So I look at Tantz Aerine and say, “hey Greekie! I gotta do a new post tomorrow. WHUT DOO AH RIGHT?” She sipped her ouzo with all twelve of her pinkies extended and said, “Mutants, dumbass.” Afterall, I came to realize that I would indeed be posting this on Mutant Memorial Day. Somber and important but often neglect. I bet none of you even remembered to buy gifts.
Any of you who’ve read my celebration of life, Putrid Meat, know that it has…well…mutants. Not quite the X-men variety, but little crawly ones. Dumb ones. Smelly ones. Live ones. Dead ones. Probably a little sticky. Why. What’s the magic in the sauce?

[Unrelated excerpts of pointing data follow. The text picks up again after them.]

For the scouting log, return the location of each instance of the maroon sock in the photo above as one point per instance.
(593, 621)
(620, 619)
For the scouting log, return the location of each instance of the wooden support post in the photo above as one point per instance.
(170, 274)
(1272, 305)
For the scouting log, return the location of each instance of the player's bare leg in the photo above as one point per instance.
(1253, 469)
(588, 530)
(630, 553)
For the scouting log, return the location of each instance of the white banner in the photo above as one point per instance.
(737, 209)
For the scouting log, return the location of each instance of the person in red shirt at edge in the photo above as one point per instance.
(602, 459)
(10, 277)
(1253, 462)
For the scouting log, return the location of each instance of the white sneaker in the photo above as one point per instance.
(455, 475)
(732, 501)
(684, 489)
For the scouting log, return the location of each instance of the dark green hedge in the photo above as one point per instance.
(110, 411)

Being a spawn of the 80’s, mutants were everywhere, even in my ninja turtles. There was no shortage of creepy sewer dweller or outer-space mangler. Alot of them, I think, came from fear of nuclear war. The cold war was scary in that no one wanted to be vaporized; as many of us imagined would happen. The upside of this was mutants. After the Great Fallout occurred, I found myself in the company of many wonderful mutant friends and companions. They have all melted by now. Putrid Meat is my tribute to them. God speed, Sparky, the man with ashtray hands, and Danny the walking goiter. You live on.